Mais… Pourquoi réagissait-elle ainsi ? Pourquoi souriait-elle face à une telle plaie ? Ce qu’avait subi Kolan était bien pire qu’une bénigne égratignure ! Tellement, tellement pire ! Pourtant Lisime l’emmena comme elle ne l’avait jamais fait, elle courut comme jamais elle n’avait couru, ce malgré sa lacération à la jambe ! Il était de mon devoir de les protéger aussi ! Je devais… Je devais…
— Tir de couverture ! ordonna Vimona. Assurez la retraite de tous les survivants !
Une cinquantaine d’archers dirigés par des commandants et sergents tels que Kiril, renforcèrent le rempart. Cette batelée de traits impactait parfois mais ricochait surtout sur les boucliers ennemis ! Au moins récupérions-nous un peu de temps… Mais mon corps devait suivre, mon âme aussi. Rejoindre ceux que jamais, quelles qu’en fussent les conséquences !
Les autres gradés revenaient ! Maedon, Rohda, Ryntia, Denhay, entamés mais pas meurtris sinon par la perte des leurs. Lambinait Ashetia derrière eux… Des halètements hachaient sa respiration tandis qu’elle s’avisait que Gamreth demeurait en contrebas. Une blessure lui ouvrait le bas du torse…
— Il faut le rejoindre ! proposa Vandoraï.
— Ne te lance pas dans une attaque suicide, mon garçon ! réprima Dalim. On se vengera une autre fois ! Je suis déjà assez amoché…
— Sergent, pourquoi t’immobilises-tu ainsi ? s’enquit-elle. Nous abandonnons le combat, rejoins-nous en hâte !
— Ils ont occis tant des nôtres ! s’indigna-t-il. Vos flèches ne suffiront pas à les préserver… Constatez mon état, commandante ! Je vais me vider de mon sang si une infection ne me tue point avant ! Mon glas a retenti et ce sera un honneur de me sacrifier pour vous !
— Non, sergent ! Nous avons encore besoin de vous !
Rien ni personne ne put l’arrêter. Sauf l’ennemi. Dans un dernier élan, il souleva son épée et s’élança contre les adversaires à sa portée. Luttant contre l’incoercible flux, surpassant ses propres limites, Gamreth abattit sa lame pour ses idéaux, pour la vie d’autrui. Il emporta une demi-douzaine d’ennemis dans la mort, bien insuffisant…

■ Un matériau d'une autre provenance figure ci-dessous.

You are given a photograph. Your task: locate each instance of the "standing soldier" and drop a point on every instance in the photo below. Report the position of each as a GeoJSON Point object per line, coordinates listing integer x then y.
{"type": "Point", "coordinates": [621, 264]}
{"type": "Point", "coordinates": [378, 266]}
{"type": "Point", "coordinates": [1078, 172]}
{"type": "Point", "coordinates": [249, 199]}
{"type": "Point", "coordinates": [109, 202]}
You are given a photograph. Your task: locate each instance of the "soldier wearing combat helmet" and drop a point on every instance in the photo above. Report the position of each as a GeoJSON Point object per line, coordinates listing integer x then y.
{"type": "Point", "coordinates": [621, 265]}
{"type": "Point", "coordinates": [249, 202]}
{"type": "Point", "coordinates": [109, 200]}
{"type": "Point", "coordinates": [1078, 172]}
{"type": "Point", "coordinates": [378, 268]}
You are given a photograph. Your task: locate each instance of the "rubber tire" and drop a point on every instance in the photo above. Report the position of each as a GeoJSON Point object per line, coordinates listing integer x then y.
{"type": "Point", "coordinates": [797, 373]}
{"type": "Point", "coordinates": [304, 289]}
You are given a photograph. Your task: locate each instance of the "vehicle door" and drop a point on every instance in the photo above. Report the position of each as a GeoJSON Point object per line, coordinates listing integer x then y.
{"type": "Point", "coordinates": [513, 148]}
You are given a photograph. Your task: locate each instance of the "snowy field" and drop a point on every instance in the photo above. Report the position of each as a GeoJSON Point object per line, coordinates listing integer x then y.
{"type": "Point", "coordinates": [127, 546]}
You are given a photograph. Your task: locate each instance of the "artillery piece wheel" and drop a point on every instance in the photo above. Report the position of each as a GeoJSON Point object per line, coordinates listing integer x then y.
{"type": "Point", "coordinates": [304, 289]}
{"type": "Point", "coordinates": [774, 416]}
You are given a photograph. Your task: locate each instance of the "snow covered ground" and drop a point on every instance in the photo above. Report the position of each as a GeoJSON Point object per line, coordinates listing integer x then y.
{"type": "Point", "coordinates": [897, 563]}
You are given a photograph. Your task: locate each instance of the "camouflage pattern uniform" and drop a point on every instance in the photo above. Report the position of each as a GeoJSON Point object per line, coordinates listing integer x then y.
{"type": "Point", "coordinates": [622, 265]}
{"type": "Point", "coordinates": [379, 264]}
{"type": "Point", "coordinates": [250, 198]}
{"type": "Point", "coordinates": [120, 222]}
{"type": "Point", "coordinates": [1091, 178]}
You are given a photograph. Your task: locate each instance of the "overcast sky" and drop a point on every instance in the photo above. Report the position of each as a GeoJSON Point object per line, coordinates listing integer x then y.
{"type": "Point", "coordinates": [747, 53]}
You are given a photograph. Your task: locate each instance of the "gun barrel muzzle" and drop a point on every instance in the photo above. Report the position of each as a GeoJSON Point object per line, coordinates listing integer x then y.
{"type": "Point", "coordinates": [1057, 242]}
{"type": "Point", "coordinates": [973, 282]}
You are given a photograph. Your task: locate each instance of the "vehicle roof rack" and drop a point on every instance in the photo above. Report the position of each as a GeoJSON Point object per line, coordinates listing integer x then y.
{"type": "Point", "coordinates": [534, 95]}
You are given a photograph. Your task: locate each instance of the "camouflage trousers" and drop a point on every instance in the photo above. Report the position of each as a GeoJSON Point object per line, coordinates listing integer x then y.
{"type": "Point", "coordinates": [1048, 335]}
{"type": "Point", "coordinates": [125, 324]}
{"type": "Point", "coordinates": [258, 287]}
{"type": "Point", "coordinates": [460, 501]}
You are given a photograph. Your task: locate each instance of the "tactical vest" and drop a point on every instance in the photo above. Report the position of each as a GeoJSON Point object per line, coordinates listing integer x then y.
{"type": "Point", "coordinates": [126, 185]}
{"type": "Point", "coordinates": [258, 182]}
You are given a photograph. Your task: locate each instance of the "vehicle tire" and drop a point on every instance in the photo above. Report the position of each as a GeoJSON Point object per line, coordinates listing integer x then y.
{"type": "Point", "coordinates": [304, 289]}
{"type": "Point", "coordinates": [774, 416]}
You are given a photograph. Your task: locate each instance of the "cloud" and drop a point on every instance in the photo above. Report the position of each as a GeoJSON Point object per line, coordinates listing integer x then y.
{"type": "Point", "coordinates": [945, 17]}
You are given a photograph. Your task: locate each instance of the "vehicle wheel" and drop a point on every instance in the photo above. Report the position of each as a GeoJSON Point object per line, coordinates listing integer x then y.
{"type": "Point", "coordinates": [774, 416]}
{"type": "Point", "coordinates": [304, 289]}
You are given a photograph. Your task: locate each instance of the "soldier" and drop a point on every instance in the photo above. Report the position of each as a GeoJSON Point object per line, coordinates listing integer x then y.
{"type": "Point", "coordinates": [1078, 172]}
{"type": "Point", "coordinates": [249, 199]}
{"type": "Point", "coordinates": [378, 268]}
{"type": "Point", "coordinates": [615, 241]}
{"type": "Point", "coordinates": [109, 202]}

Et nous fûmes encore éblouis ! Un éclat irisé saillait de toute part, s’infiltrant dans l’utilisation même de nos sens ! Cela ne nous entraverait pas, nous allions survivre, décamper hors de leur étendue ! Le campement était proche… Nous… Je… Mes oreilles bourdonnaient tant… Mes phalanges s’enfonçaient dans la boue… J’avais besoin d’un repère, de quelqu’un pour me guider… Ou bien je m’étalerais comme les autres. À rêver de mieux pour vivre le pire. Peut-être que, dans l’inconscience, j’échapperais à ce nouveau quotidien.